La posibilidad de hacer una producción tan peculiar se la concedió un
excelente relato que, en su versión original, procede del escritor judío nacido
en Rusia Sholem Aleijem (1859-1916). Figura muy destacada dentro de la
literatura en yídish, fue un humorista que compuso cuentos, novelas y obras
teatrales, ampliamente traducidos.
Su personaje, Tevye el lechero, inspiró el exitoso musical de Broadway El
violinista en el tejado, de 1964. Y el espectáculo de teatro sirvió de base para
el filme de Jewison, donde su estrella, el actor hebreo Chaim Topol, recibió,
por su conmovedora interpretación, el premio Globo de Oro, que otorga la
crítica especializada norteamericana, y una nominación a los premios Oscar.
Otra interpretación imposible de obviar, la ofrece el violinista Isaac Stern,
músico estadounidense nacido en Ucrania, uno de los mejores del pasado
siglo, que dobló para la banda sonora, y aporta, acaso, el símbolo más
importante y bello dentro de una película cargada de signos, símbolos,
música y bailes.
La historia ocurre en una aldea ucraniana, Anatevka, durante 1905, justo
en el período que marca el inicio de las revueltas populares que culminaron
en la revolución comunista de 1917, acontecimiento que cae fuera del
período de la película. En aquel rinconcito del mundo conviven personas de
fe judía y de confesión ortodoxa. El argumento, de una predominante
tesitura cómica, sigue la vida del popular Tevye, el lechero, un rudo pero
amoroso padre que cuida con celo de sus cinco hijas y de su esposa Golde.
Sin embargo, la obsesión de Tevye, además de casar a las muchachas,
será la rigurosa observación de sus tradiciones religiosas y culturales.
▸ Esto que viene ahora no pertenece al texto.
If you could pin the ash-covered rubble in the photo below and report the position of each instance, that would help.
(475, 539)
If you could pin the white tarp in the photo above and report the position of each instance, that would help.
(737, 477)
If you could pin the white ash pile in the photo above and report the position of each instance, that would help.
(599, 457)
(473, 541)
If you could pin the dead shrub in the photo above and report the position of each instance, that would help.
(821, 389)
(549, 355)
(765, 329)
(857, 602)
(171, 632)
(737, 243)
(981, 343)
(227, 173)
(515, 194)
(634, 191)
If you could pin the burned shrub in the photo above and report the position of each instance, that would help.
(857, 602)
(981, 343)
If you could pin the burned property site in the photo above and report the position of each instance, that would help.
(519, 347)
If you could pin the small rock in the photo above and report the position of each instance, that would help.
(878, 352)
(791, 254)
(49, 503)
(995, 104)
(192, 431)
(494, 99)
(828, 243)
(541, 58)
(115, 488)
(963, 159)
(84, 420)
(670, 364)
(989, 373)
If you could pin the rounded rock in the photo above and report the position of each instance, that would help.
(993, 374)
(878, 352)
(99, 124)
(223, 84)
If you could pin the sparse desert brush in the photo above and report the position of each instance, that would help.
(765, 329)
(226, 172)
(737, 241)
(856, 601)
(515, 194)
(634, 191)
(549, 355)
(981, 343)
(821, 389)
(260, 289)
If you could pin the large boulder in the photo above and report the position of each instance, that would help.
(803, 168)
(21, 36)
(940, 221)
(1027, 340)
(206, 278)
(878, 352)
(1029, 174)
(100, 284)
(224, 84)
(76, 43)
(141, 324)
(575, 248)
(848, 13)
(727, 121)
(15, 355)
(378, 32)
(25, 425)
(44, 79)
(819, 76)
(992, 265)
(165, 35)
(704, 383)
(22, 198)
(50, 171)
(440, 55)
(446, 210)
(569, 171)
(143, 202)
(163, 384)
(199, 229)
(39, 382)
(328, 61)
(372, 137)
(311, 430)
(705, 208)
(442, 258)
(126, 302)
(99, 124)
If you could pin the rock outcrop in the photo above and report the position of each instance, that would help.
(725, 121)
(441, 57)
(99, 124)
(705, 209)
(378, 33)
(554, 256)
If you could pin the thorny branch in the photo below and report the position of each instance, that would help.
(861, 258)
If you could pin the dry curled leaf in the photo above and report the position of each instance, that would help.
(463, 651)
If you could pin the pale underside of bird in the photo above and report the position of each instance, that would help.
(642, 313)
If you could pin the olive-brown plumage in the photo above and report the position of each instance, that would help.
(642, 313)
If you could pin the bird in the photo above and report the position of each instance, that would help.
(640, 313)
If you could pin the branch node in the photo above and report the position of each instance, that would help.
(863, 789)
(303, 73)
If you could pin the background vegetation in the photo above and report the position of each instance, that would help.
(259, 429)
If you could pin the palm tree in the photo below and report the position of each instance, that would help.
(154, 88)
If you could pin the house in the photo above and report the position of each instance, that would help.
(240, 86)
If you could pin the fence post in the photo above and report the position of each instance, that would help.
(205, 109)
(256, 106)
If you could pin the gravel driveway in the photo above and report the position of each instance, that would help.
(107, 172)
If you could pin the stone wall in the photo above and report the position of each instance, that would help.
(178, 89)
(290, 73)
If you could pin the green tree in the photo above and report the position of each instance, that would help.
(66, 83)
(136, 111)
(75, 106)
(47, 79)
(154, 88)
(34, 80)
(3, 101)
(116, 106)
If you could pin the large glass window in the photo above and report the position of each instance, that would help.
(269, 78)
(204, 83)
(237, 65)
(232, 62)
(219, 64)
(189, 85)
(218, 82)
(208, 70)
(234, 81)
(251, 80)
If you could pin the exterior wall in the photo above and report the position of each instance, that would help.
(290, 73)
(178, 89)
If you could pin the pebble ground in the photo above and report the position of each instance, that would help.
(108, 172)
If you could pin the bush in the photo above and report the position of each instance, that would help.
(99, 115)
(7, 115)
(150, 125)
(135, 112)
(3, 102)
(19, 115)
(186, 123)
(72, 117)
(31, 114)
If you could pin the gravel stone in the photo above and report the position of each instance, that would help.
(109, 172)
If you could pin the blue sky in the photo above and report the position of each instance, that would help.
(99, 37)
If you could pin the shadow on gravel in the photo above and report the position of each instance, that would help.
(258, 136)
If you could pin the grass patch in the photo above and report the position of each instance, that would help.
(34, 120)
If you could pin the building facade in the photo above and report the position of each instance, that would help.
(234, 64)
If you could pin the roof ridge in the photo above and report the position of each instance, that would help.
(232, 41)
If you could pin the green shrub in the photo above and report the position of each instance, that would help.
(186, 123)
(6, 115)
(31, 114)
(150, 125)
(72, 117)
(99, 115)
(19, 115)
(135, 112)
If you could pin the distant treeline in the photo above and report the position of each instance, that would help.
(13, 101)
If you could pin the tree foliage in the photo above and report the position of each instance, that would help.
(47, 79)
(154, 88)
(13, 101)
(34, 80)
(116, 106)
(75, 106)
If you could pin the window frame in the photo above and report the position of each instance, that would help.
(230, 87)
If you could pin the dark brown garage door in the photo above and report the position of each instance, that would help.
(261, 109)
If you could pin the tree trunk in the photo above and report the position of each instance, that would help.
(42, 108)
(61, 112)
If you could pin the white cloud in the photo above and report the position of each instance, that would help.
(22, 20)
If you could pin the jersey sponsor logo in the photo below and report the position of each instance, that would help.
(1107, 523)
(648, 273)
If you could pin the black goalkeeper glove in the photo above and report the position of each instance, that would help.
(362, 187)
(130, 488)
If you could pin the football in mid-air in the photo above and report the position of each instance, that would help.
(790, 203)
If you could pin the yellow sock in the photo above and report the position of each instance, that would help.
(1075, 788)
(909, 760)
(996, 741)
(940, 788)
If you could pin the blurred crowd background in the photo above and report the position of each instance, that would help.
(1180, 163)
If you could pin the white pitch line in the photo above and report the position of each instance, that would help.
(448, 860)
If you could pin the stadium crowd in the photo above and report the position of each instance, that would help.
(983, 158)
Entonces, lo que podía ser un sencillo manejo de las costumbres a través de
las cuales se ha heredado una identidad, una pertenencia y una manera de
estar y existir en el mundo, en aquel momento histórico se convierte en una
batalla casi quijotesca contra una realidad cambiante dentro de la familia,
la comunidad hebrea y la sociedad, que supera las fuerzas del humilde
lechero.
Sus tres hijas mayores, al enamorarse, desafían las normas que el padre
defiende. Tzeitel, la mayor, le convence para casarse con el sastre muerto de
hambre que en secreto ya era su novio, a la vez que rechaza al rico carnicero
con que Tevye ya la había comprometido.
Hodel descubre el amor en la cercanía del preceptor, también pobre, que
por comida enseña a las dos hermanas menores y, quien, por demás, es un
revolucionario radical que adultera la enseñanza de la Tora.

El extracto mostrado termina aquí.